Darwin’s legacy of scientific racism cannot be attributed solely to this typological remainder in his thinking. The issue of continuity – of evolution as a process of gradual and continuous change – kept open, more fundamentally, the possibility that all living creatures, including humans, could be situated on an evolutionary scale. As I began to discuss in Chapter 2, the linear notion of time that undergirds the idea of continuity was not, Grosz argues, Darwin’s own. On the contrary, she writes, Darwin ‘construed [life] as a confrontation with the accidental as well as the expected, a consequence of the random as well as the predictable. It is the response, the very openness, of material organization to the dynamism of time’ (Grosz 2004: 7). Unlike that of ‘virtually all of his followers’, therefore, Darwin’s ‘model of time and development … refuses any pregiven aim, goal, or destination for natural selection’ (Grosz 2004: 90):

[Darwin] refuses anything like the telos or directionality of the dialectic, or a commitment to progressivism in which we must always regard what presently exists as superior to or more developed than its predecessors. We cannot assume that the goal of natural selection is the survival of the individual or the species, nor can we assume that the goal of evolution is the proliferation of progeny.(Grosz 2004: 90)

Despite the persuasiveness of Grosz’s understanding of Darwin, it remains difficult to grasp exactly how ‘[d]‌escent, the continuity of life through time’, allows for a conception of life that generates ‘divergences rather than convergences, variations rather than resemblances’ (Grosz 2004: 7). The very concept of descent lends itself more readily to the mistaken idea of ‘the transmission of invariable or clearly defined characteristics over regular, measurable periods of time’ (7). Darwin himself did not help here, for in order to illustrate that ‘there is no fundamental difference between man and the higher mammals in their mental faculties’ (Darwin in Grosz 2004: 58) – ‘and by “fundamental”, [Darwin] means unbridgeable, unobtainable by small gradations, gradual increments, or elaborations’ (58) – he used the expression natura non facit saltum (nature makes no leaps) at least eight times in On the Origin of Species.

Why did he do this?
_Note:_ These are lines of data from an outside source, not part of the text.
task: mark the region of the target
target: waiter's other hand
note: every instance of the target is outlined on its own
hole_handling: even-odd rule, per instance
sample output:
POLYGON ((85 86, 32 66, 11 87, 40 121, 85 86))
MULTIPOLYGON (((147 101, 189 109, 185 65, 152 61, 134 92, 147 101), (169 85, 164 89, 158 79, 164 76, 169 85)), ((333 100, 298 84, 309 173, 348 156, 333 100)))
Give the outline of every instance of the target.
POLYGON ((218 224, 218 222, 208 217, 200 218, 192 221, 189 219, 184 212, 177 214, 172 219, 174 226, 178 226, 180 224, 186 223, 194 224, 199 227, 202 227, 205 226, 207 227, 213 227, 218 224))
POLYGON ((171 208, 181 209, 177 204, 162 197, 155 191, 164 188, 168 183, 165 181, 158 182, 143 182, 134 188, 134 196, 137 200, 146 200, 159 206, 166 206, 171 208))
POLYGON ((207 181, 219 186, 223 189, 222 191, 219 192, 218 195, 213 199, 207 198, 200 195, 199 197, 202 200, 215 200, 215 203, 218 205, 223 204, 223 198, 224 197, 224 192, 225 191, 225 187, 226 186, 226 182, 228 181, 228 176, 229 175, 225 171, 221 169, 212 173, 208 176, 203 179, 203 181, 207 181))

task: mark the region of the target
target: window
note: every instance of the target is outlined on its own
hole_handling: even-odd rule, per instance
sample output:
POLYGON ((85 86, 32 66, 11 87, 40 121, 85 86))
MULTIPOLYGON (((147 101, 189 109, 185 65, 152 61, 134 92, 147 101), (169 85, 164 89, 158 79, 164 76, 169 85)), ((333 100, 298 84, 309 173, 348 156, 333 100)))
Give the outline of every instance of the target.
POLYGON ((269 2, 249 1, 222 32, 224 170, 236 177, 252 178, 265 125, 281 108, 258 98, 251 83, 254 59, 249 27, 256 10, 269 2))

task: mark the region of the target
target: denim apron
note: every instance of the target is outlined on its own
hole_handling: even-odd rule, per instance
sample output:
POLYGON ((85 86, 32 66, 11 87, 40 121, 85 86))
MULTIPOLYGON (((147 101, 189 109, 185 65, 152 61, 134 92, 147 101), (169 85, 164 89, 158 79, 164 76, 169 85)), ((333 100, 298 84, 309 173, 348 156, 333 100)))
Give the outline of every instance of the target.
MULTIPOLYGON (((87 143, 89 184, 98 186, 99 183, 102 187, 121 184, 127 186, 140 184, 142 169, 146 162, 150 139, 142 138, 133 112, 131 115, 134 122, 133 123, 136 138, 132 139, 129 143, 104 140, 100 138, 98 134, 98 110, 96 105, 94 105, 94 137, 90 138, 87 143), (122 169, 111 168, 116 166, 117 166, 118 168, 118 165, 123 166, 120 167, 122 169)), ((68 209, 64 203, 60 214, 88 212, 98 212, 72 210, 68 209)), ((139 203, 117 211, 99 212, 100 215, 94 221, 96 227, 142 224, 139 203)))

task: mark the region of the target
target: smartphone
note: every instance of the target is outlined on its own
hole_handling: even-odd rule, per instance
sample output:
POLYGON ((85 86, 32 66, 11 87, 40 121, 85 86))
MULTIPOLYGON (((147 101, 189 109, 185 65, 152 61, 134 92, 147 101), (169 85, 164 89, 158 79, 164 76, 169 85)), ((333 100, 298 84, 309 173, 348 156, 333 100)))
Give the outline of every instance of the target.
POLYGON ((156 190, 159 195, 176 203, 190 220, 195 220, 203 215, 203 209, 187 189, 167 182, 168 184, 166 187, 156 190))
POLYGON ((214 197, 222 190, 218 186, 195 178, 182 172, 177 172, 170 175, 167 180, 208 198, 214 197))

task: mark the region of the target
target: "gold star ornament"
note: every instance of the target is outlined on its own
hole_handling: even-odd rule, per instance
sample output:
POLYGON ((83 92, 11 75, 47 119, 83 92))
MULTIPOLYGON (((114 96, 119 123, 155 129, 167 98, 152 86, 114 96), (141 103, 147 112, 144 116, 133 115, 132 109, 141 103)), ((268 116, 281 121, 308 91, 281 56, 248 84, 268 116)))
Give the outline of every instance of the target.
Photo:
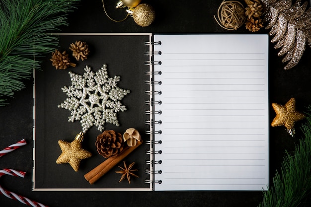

Arguably, because he was grappling with the counterintuitive, perhaps almost unbelievable, relation between present discontinuity (the vast number of different ‘varieties’ of dogs, for example, today) and past continuity (could they really all share a common ancestor?).8 In place of the polygenist contention of separate origins, Darwin argued that what may look like leaps – the radical discontinuity between humans and frogs, say, that led Nott to state that ‘[y]‌ou [Darwin] may be kin to frogs but I ain’t’ (Nott in Erikson 1986: 114) – are not in fact leaps at all, if one goes far enough back in time.9 ‘This canon [nature does not make leaps]’, Darwin wrote, ‘if we look only to the present inhabitants of the world, is not strictly correct, but if we include all those of past times, it must by my theory be strictly true’ (Darwin 2008: 154). Despite his fidelity to branching processes (see Chapter 2 of this book), and the radical evolutionary implications to which they point, ‘the notion of evolution as a linear progression, with existing species and races providing living evidence of continuity, [was] never far away’ (Boakes 2008: 21). Or, as Stepan puts it: given ‘the type of argument he was making’, later scientists ‘would find it only too easy to interpret Darwin as meaning that the races of man now formed an evolutionary scale’ (Stepan 1982: 55). Herein lies the problem with Darwin’s famous parasol anecdote, in which Darwin draws an analogy between, as Matthew Day puts it, ‘Godless savages and superstitious dogs’ (Day 2008: 49).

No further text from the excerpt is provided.